The Month Before Rosh Hashanah

This column was written for our September 2024 newsletter

Reb Josh smiling in front of our Torah Aron

Dear family of friends,

I hope the end of the summer finds you well: that you have had a chance to get away a bit, to spend precious time with friends and family, or just to enjoy some lazy evenings in the warm weather. I have enjoyed getting to know many of you over the course of this summer, in services, social gatherings, board meetings, and one-on-one conversations, and am looking forward to many more. 

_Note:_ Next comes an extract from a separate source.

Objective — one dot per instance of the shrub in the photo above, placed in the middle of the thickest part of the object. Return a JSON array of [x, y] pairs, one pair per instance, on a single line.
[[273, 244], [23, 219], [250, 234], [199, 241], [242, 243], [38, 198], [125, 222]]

Often at this time of year we find ourselves gearing up simultaneously for the resumption of post-Labor-Day routines, and the disruption of those very same routines by the Jewish High Holidays.This year (due of a quirk of the Jewish calendar, which adds an occasional lunar month to stay in sync with the solar cycle), the High Holidays come very late — not until the end of September. This means we get a whole month to recover from our summer vacation and resume the rhythms of our lives before we are beset by weeks of Holidays. 

It also gives us time to prepare. Not just time to send our Shanah Tova cards, or plan our holiday menus (or, in my case, write my holiday sermons), but to prepare ourselves spiritually.

Our tradition sees Rosh Hashanah as simultaneously a day of joy — a celebration of the new year and the renewal of spiritual connection — and of awe and trepidation. One of the formal names of the day is “Yom Hadin,” which literally means “the Day of Judgment.” In the famous Unetaneh Tokef prayer, we imagine the angels themselves trembling with fear “for even the hosts of heaven are judged.” 

But while on Rosh Hashanah we envision God seated on a lofty throne of judgment, the month of Elul, which leads up to that Day of Awe, has a gentler energy. There is a Hasidic teaching that imagines God as an earthly King who spends Elul traveling to the capital city to sit on his throne and judge His people. The royal court is a formal place, and it is intimidating for a regular person to approach the King there. But during Elul, while the King is traveling through the fields, He is much more accessible. Anyone can come up and pour his heart out before Him, and the King can listen, with no judgment. 

This month leading up to the High Holidays is a time for reflection and taking stock: a time to be honest with ourselves about the year that has passed, during which we can reserve judgment until all the facts are collected. 

I hope that during this coming month, alongside our resumed fall routines and our holiday preparations, we can each find some time to reflect. Perhaps take a walk in the cooling weather, or find some other opportunity to let our mind wander to what’s really important in our lives. Maybe there, in our wandering thoughts, we will meet the King, and our encounter with the Days of Awe will feel a bit more familiar when we get there.